Cardis and Pasieka reported the case of an 80+ year old man with a history of Parkinson disease and intractable pruritus secondary to atopic dermatitis. He was started on oral mycophenolate mofetil and topical 5% amitriptyline/10% ketamine/ 5% lidocaine (KAL) over the upper body. Four days later, he presented with slurred speech, ataxia, and altered mental status. Toxic blood levels were found. The patient returned to his baseline mental status over the next two weeks. The authors proposed that the patient’s age, atopic dermatitis, and possibly his Parkinson disease predisposed him to systemic absorption of KAL (5).
Unquestionably, the factors that the authors propose for increased systemic absorption may be at play, however, there appears to be another reason for the increased absorption and toxicity of the combination – the doses appear to be significantly higher that other reports in the literature.
As our therapeutic options for recalcitrant neuropathic pain and pruritus are relatively limited, perhaps topical amitriptyline/ketamine is a viable option for some patients. It is essential that the optimal minimal effective dose be determined. Following standard precautions of topical therapy (i.e., applying the drug to limited areas of intact skin) should be de rigueur until such time that the precise pharmacology of this combination is elucidated.
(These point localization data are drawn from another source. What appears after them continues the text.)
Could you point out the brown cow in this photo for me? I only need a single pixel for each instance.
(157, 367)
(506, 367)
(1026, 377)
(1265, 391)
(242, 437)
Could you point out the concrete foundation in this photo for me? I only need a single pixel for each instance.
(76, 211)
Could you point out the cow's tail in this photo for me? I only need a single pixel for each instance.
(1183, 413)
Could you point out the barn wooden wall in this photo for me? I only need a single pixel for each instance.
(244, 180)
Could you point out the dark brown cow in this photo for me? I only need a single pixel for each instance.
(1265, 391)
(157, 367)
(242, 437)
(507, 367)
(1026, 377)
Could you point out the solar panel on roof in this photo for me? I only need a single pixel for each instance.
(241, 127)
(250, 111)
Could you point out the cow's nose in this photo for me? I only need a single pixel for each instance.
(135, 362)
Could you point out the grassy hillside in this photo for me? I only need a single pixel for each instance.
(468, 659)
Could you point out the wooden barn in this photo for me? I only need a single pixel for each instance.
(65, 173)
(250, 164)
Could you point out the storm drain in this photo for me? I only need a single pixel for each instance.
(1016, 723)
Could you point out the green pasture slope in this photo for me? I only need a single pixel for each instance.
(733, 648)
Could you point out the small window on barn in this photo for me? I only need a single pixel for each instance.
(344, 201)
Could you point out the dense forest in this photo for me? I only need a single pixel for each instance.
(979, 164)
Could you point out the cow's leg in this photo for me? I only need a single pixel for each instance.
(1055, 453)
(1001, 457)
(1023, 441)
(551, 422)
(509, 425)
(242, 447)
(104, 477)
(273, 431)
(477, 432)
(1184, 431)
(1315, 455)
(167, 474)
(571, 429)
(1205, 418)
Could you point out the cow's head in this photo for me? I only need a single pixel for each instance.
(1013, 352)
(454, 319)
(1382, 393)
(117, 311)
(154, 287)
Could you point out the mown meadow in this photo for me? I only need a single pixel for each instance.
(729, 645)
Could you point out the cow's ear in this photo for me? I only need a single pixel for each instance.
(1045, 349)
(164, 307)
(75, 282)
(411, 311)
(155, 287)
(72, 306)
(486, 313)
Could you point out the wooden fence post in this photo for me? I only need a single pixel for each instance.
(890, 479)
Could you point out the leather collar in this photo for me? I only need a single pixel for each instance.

1. Poterucha TJ, et al. Topical amitriptyline-ketamine for the treatment of brachioradial pruritus. JAMA Dermatol 2013; 149: 148-50.
2. Sawynok J, Zinger C. Topical amitriptyline and ketamine for post-herpetic neuralgia and other forms of neuropathic pain. Expert Opin Pharmacother 2016; 17: 601-9.
3. Lehman JS, Sciallis GF. Effective use of topical amitriptyline hydrochloride 2.5% and ketamine hydrochloride 0.5% for analgesia in refractory proctodynia. J Drugs Dermatol 2008; 7: 887-9.
4. Poterucha TJ, et al. Topical amitriptyline combined with topical ketamine for the management of recalcitrant localized pruritus: A retrospective pilot study. J Am Acad Dermatol 2013; 69: 320-1.
5. Cardis MA, Pasieka HB. Safety of topical neuromodulators for the treatment of pruritus. JAMA Dermatol 2016; 152: 1390-1.